ウィスキー 南米の一国ウルグアイは映画製作が盛んでないようで、日本公開作品も本作が1本目となる。初物に手をつける。

ハコボが経営する小さな靴下工場にはハイミスのマルタの他2名が働いていた。ハコボはカフェで朝食をとってから工場に向かい、シャッターの前で待つマルタと挨拶を交わし、機械の電源と灯りをつける。マルタはハコボにお茶を入れ、他の従業員が出社する。終業するとマルタが従業員のカバンの中身をチェックして見送り、ハコボと二人でシャッターを閉める。ほぼ同じ構図、ほんの少しだけカメラをずらしてこの毎日を3日続けた。単調な毎日の表現としてだけでなく、これは最後の伏線にもなっていた。

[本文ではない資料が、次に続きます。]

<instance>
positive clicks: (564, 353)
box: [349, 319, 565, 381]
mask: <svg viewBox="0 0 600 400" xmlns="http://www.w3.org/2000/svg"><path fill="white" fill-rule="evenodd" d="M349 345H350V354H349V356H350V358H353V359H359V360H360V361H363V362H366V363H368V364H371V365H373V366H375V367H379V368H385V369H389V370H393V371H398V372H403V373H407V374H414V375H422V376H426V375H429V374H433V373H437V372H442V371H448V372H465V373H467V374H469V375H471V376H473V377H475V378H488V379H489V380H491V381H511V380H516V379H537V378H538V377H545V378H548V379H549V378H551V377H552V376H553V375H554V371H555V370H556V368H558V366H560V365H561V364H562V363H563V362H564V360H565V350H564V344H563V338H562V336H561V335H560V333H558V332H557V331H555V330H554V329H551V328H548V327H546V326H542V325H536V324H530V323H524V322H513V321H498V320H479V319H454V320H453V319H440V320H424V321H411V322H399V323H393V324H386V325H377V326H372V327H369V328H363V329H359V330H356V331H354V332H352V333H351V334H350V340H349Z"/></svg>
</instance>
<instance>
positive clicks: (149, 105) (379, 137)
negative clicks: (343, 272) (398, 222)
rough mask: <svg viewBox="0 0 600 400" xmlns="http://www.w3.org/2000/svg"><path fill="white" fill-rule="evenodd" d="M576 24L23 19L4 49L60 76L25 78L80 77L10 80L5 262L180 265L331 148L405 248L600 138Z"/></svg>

またその3日間は、ハコボが訪れてくる弟エルマンに見栄を張るためマルタに妻を装うことを頼み、その準備をして、マルタを家に招待する日々だった。ハコボとエルマン、マルタの3人の偽家族生活が始まる。マルタの変貌ぶりに目を見張った。それはドラスティックではなく些細な変化で汲み取れる。写真を撮る際の「ウィスキー」での表情が柔らかくなる。

ユーモア溢れる作品ではあるが、伏線もあってかラストが物悲しい。無口で武骨で不器用な男は、饒舌で陽気で器用な男に破れたような。余韻と様々な解釈の選択肢を残した。ただ僕は辛く思えた。